暦仁元年(1238)、頼経は泰時・時房らとともに上洛します。1月28日に鎌倉を出て、京都には2月17日から10月13日まで滞在したとされています。6月5日には時房らとともに春日大社に参詣。この間、祖父母・両親・兄弟たちと再会し、権中納言・検非違使別当を経て権大納言にまで昇進しました。
反得宗・反執権政治勢力との接近
頼経が昇進などに伴って権力をつけていくにつれ、反得宗・反執権政治勢力が頼経に接近します。以前から、北条氏一族も枝分かれしてきたことから、義時は自分のいる北条本家を「得宗」と称し、執権は原則として得宗家からのみ輩出すると決めていました。これに反発するのが反得宗勢力です。
仁治3年(1242)には泰時が59歳(58歳という説もあり)で死去。泰時の子である北条時氏が既に他界していたことから、孫の北条経時(つねとき)が執権になりました。さらに頼経の祖父・西園寺公経が死去すると、父・道家が幕政に介入してこようとします。祖父・公経は北条氏との関係にも気を配っていましたが、父・道家は北条氏に反感を持っていたことから、頼経と経時の関係も悪化してしまいます。
「大殿」の反乱?
寛元2年(1244)、頼経は将軍職を嫡男の藤原頼嗣に譲らされます。しかし、頼経はその後も「大殿」としてとどまり、鎌倉幕府内に勢力を持ち続けました。寛元3年(1245)には再度の上洛を試みるものの、直前に経時と北条時頼の兄弟の屋敷から出た失火で政所が焼失したことを理由に延期されました。一説には、この失火は北条氏が頼経の上洛を防ぐため、わざと自分の屋敷に放火したとも考えられています。
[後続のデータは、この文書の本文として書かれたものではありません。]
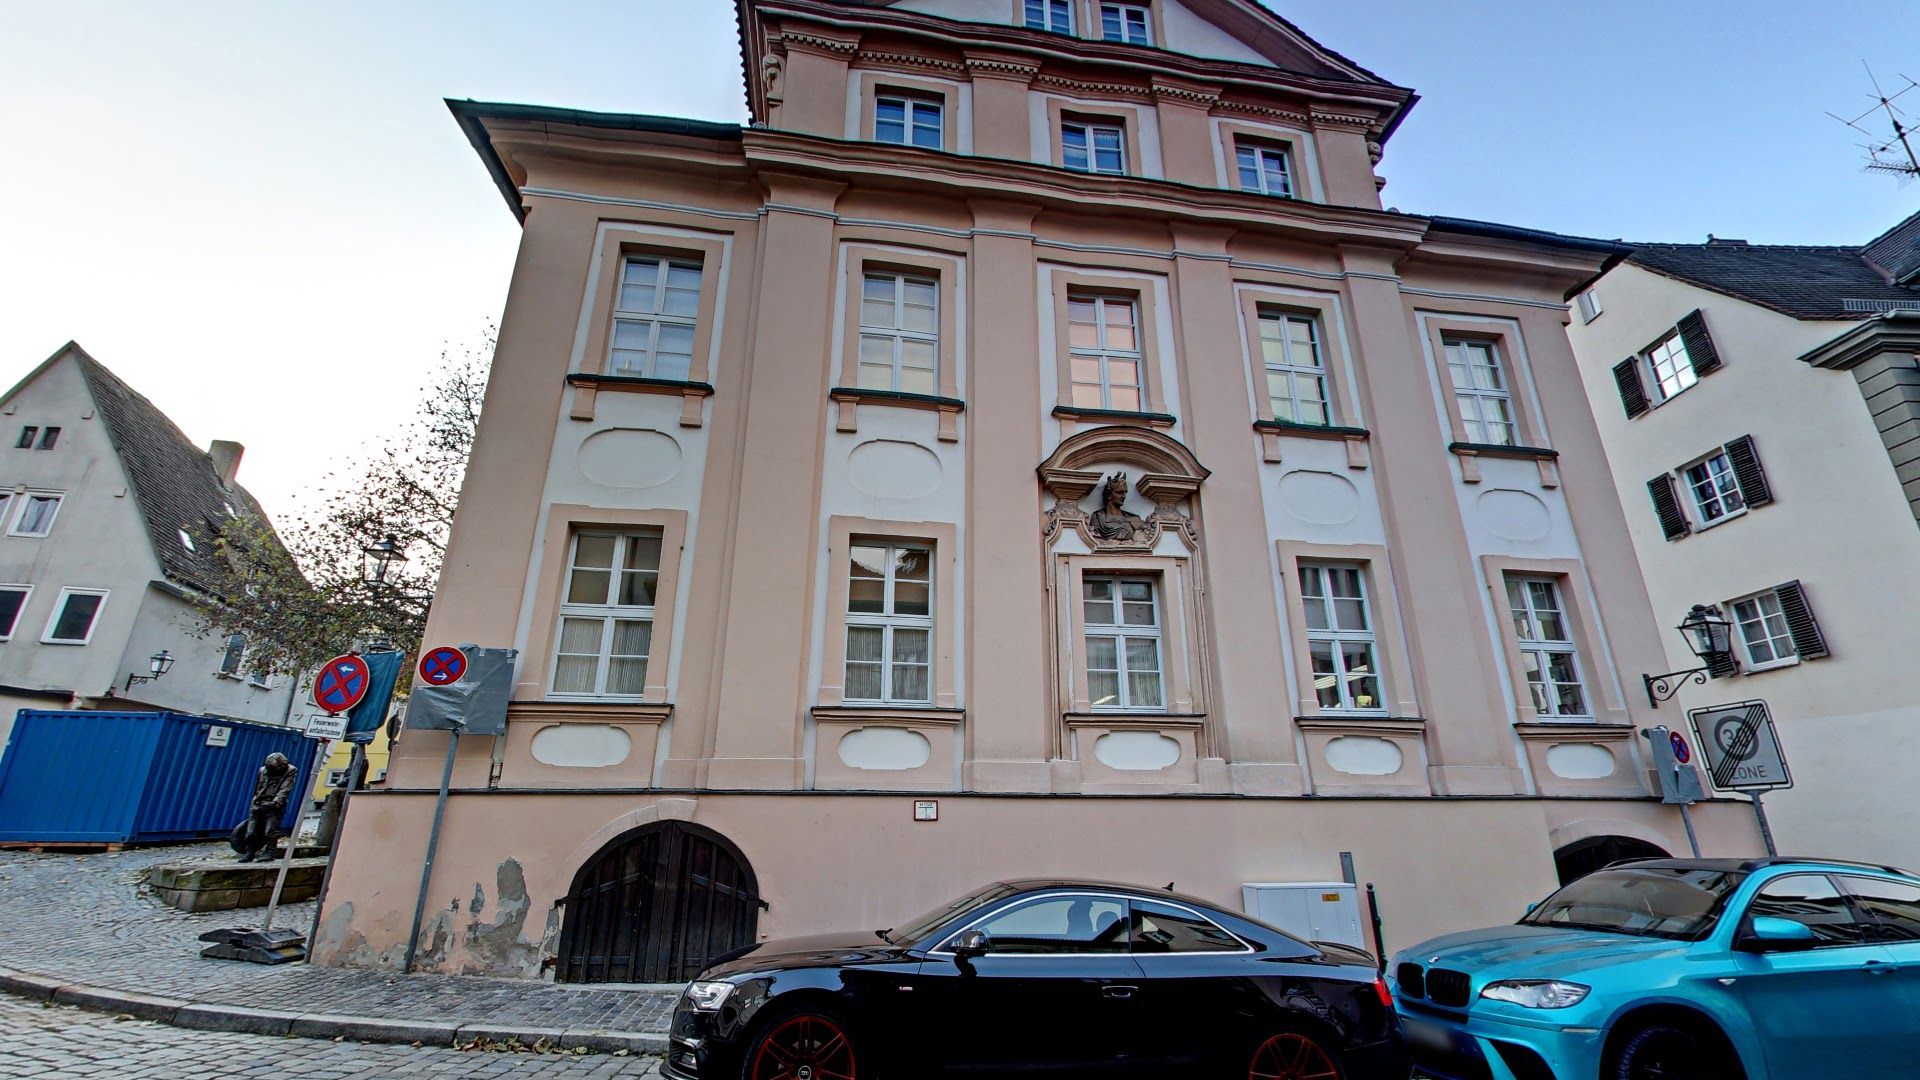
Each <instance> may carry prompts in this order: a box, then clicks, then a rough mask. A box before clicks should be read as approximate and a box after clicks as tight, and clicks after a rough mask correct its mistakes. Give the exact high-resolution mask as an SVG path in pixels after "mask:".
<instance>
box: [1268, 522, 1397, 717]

その後、頼経は出家。寛元4年(1246)に反得宗勢力の名越光時(泰時の甥)の反乱が未然に防がれた際、頼経は首謀者として京都に送還されます。父・道家も関東申次(かんとうもうしつぎ)を罷免され、籠居を命じられました。この一連の騒動は「宮騒動」と呼ばれています。このように、権力争いに翻弄される人生を送りました。
藤原頼経の晩年やエピソードは?
頼経の晩年やエピソードについてご紹介します。
鎌倉復帰を画策し続けた晩年
宝治元年(1247)、三浦泰村・光村兄弟が頼経の鎌倉帰還を図るも失敗。建長3年(1252)には、頼経の子である頼嗣も将軍職を解任され、送還されました。まもなく父・道家が失意のうちに死去。その後も反得宗勢力と組んで鎌倉復帰を画策し続けましたが、康元元年(1256)8月11日に赤痢で死去します。翌月には頼嗣も疫病で死去したため、相次ぐ死を不審死とする見方もあるようです。
鹿島神宮の白馬祭(おうめさい)
鹿島神宮(現在の茨城県鹿嶋市)で行われる白馬祭は、頼経が関東に下向したとき神託で悪来王を退治したことから、鹿島神宮の神前で、禁中で行われていた白馬節絵会を執り行ったのが起源とされています。
鎌倉幕府の権力争いに翻弄された生涯
頼経は、傀儡将軍として2歳で迎え入れられてから、38歳で死去するまで、鎌倉幕府を中心とした権力争いに翻弄された生涯を送りました。北条氏の勢力争いに巻き込まれた頼経・頼嗣2代は摂家将軍とも呼ばれています。朝廷と幕府の間で板挟みとなりながらも「大殿」となったのは、陰謀渦巻く鎌倉幕府の中でなんとか自分の力を保とうとしたかったからなのしれません。